Догматы, на которых зиждилось это искусство, были ясны и просты: строгий рисунок, сходство в портрете, нередко доведенное до фотографичности, убедительность протокольного пейзажа или особая задача цвета, неживого, а декоративного ("фонарного", а не рассеянного и вибрирующего, как у импрессионистов); жанр сцены из жизни (Берро, воспевший быт Парижа); тут всё "узнаешь", пытливо рассматриваешь, изучаешь и многое прощаешь этим протоколам, ныне имеющим прелесть документов минувшего быта (лирическое чувство было почти всегда чуждо французскому искусству, за исключением Коро, Миллэ и, быть может, некоторых других, равно как и фантастика, кроме Дорэ и Морро).

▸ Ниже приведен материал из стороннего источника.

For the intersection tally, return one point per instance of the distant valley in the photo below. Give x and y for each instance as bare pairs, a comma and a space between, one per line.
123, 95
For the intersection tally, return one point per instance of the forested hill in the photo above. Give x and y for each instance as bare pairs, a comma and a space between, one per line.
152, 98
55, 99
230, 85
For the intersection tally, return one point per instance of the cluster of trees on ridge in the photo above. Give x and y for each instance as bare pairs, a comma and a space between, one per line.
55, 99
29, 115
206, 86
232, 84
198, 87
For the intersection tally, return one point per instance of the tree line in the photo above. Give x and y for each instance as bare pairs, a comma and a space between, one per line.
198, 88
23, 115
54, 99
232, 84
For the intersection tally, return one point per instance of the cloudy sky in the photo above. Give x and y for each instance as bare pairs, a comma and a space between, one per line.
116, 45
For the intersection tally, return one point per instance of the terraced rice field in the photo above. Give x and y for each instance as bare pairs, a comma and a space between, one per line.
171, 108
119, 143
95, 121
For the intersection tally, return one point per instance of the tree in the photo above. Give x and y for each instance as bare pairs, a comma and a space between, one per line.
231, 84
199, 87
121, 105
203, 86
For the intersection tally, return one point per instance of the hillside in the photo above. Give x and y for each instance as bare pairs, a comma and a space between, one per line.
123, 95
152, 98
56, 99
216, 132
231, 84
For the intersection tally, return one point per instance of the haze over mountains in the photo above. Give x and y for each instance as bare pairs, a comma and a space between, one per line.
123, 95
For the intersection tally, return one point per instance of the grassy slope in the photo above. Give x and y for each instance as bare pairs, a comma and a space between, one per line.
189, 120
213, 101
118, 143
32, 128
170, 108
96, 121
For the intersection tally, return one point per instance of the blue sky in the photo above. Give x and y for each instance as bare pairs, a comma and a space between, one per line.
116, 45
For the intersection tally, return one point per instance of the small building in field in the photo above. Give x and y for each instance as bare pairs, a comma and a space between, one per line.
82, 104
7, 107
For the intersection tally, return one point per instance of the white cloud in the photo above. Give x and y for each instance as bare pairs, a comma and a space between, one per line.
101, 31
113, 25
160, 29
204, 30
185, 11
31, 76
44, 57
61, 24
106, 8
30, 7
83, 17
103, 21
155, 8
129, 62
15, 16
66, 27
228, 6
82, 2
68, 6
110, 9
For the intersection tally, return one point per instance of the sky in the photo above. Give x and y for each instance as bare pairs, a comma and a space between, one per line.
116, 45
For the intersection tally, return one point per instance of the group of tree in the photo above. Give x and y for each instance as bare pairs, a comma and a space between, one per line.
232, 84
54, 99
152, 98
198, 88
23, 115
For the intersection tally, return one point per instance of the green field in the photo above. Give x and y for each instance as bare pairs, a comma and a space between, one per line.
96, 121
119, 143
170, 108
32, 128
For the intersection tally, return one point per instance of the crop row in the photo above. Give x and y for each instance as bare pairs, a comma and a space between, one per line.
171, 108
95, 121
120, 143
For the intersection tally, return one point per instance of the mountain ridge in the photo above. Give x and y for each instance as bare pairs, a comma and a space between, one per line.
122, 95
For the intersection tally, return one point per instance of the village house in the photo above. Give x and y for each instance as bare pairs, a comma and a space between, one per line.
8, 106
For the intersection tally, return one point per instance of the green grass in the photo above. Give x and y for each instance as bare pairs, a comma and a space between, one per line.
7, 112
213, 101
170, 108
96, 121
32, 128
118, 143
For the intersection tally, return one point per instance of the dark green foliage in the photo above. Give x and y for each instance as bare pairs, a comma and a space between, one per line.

Портрет женский должен был быть приятным, нарядным; он должен был увековечить красавицу, а если дама была не очень красива, то ее прикрашивали.

Воспетым и протокольно переданным, как воспоминание, должен был быть и туалет, не просто красивый предмет живописи, а именно точно то платье, которое заказывалось и выбиралось для портрета. Также внимательно выписывались аксессуары, веер, нарядное кресло и драгоценности.

Напрасно ныне не видят в этом смысла и оправдания, и в презрительном отношении к этой честности находят оправдание для своей поспешной небрежности, или просто отсутствия мастерства, умения и добросовестности. В пределах своей веры французские живописцы были просты, и в вере они были сильны.

Менее талантливые были все же сильны в рисунке, что внушало уважение к великим французским традициям, но скучны и неприятны по живописи (Боннар). Более крупные вносили свой темперамент, яркие таланты являли чудеса виртуозности (итальянец-парижанин Больдини, ранней эпохи, несколько дешево шикарный в последней). Делакруа, Шассерио и прочие великие имена после немцев нас порадовали своей живописной палитрой. Рад я был увидать мастерские портреты Лакур, мне близкого и даже "родного", так как он написал портреты моей бабушки и деда Щербатовых, в бытность их в Париже (куда они в дормезе приехали из Московской губернии, проехав всю Германию, Австрию, Италию и так же проследовали дальше в Англию и Ирландию - свадебное путешествие на лошадях) и моих теток княгини Голицыной и княгини Васильчиковой, сестер моего отца. Он был серьезным портретистом, чувствовавшим аристократизм модели, шарм лица и, при всей приятности, не впадавший в слащавость и лишенный сухости знаменитого Энгра, виртуоза рисунка, каких мало.

Целая эпоха жизни и творчества Франции, недавней и уже законченной, ставшей историей, - прошла перед моими глазами.

Очень тревожит теперешних критиков вопрос, был ли в то время "стиль", или его не было. "Конечно, он был!" - восклицают некоторые. В этом я сильно сомневаюсь. Стиля-то именно и не было, но был свой вкус, le gout du temps, что составляет большую разницу и, конечно, в общем безвкусица, хотя и "трогательная", ибо прошлое всегда покрывается как бы амнистией, к нему относятся умиленно, всепрощающе, но все же безвкусица, подчас забавная, занятная, в прикладном искусстве нередко чудовищно-оскорбительная (зал, специально посвященный теперь музею прикладного искусства при Лувре, это ярко выявляет).

В молодости моей, вплоть до революционной эпохи, когда вкус ощущался в связи с культом старинных обстановок эпохи Екатерины II, Павла I и Александра I, прикладное искусство и у нас представляло собой конгломерат стилей или варианты стиля Луи-Филиппа. Пышная перегруженность, нагроможденность наблюдались повсеместно. В новых домах примешивалась пошлая стилизация, заимствованная из Парижа, мотивов из растительного мира и мира животных и насекомых, проникавшая со своими гнутыми линиями и орнаментами как в архитектуру, так и в обстановку, и в ювелирные изделия. Этой отравы не избег и талантливый знаменитый мастер-ювелир Лаллик.